If those miners had been trapped a half-mile down like this 25 years ago anywhere on earth, they would be dead. What happened over the past 25 years that meant the difference between life and death for those men? Short answer: the Center Rock drill bit.
It's a valid point: while mining accidents have occurred for hundreds of years, high-stakes mine rescues are relatively new. Twenty-five years ago, maybe even 10 years ago, these guys would have died. Instead, high-tech companies offered some really tremendous industrial products.
Center Rock Inc. is a private company in Berlin, Pa. It has 74 employees... Seeing the disaster, Center Rock's president, Brandon Fisher, called the Chileans to offer his drill. Chile accepted. The miners are alive...

The high-strength cable winding around the big wheel atop that simple rig is from Germany. Japan supplied the super-flexible, fiber-optic communications cable that linked the miners to the world above...Samsung of South Korea supplied a cellphone that has its own projector. Jeffrey Gabbay, the founder of Cupron Inc. in Richmond, Va., supplied socks made with copper fiber that consumed foot bacteria, and minimized odor and infection.
Whether the companies above donated their items or sold them to the Chilean government is not mentioned in the article: and it's beside the point. The main point is that the companies created something almost ex nihilo. They created markets for their products by meeting human needs or desires, they charged prices that would give salaries to their workers and profits to their investors, and they improved - and in this case saved - human lives.

The author points out that government response in disasters is vital, and can be brilliant (as Chile's in both the mine and 8.8 earthquake) or awful (the U.S. in Hurricane Katrina and the BP spill; China frequently).
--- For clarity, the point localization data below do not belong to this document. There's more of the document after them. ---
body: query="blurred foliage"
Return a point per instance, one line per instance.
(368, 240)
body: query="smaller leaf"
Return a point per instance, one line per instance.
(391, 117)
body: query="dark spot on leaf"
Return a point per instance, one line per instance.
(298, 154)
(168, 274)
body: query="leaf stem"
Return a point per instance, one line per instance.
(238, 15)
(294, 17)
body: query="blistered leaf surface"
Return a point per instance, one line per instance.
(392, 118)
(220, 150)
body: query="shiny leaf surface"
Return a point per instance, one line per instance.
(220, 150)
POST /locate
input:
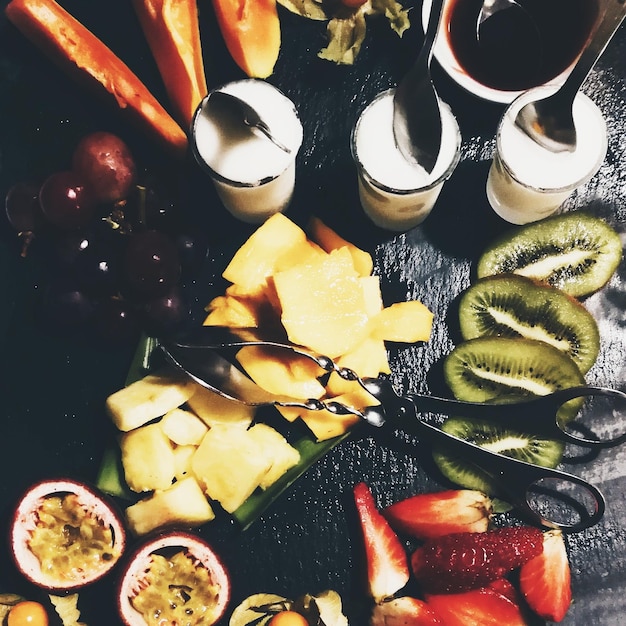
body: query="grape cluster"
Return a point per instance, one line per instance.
(113, 244)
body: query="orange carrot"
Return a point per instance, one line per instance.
(82, 55)
(173, 34)
(251, 30)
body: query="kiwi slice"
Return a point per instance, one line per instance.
(509, 305)
(485, 368)
(496, 438)
(575, 251)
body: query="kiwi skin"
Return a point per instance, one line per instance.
(510, 305)
(544, 250)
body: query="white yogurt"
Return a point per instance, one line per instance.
(253, 177)
(395, 193)
(527, 182)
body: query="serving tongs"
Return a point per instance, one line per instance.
(549, 497)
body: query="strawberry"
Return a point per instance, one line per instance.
(387, 563)
(435, 514)
(478, 607)
(545, 580)
(404, 611)
(462, 561)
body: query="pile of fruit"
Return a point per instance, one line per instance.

But the government's less dramatic policies - free trade agreements, taxes on capital - will determine whether technology advances rapidly or slowly, and thus whether the frontier of human ability is advanced ahead of future disasters.

Tuesday, October 12, 2010

Taxing the Poor

A new study reports that the expiration of the Bush Tax Cuts will hurt the poor most. The tax increase scheduled for January 1 would eat up 6.7% of the income of a family of 4 earning $40,000. That's enormous! But Pelosi and company decided to adjourn Congress early rather than deal with the most pressing economic issue facing Americans.

Hat tip to BOTWT.

Monday, October 11, 2010

Columbus Day and Hypocrites

Lots of people will say politically correct things about how wrong and evil Christopher Columbus was in discovering the western Hemisphere and initiating the subjugation of its inhabitants. My only question: when are you selling your house and moving back to Europe?

Friday, October 8, 2010

Transparency

This comedically dumb corruption in New Jersey - Democrats planted a Tea Party candidate to split the conservative vote - shows why there isn't more corruption in American politics. It's just too easy to get caught.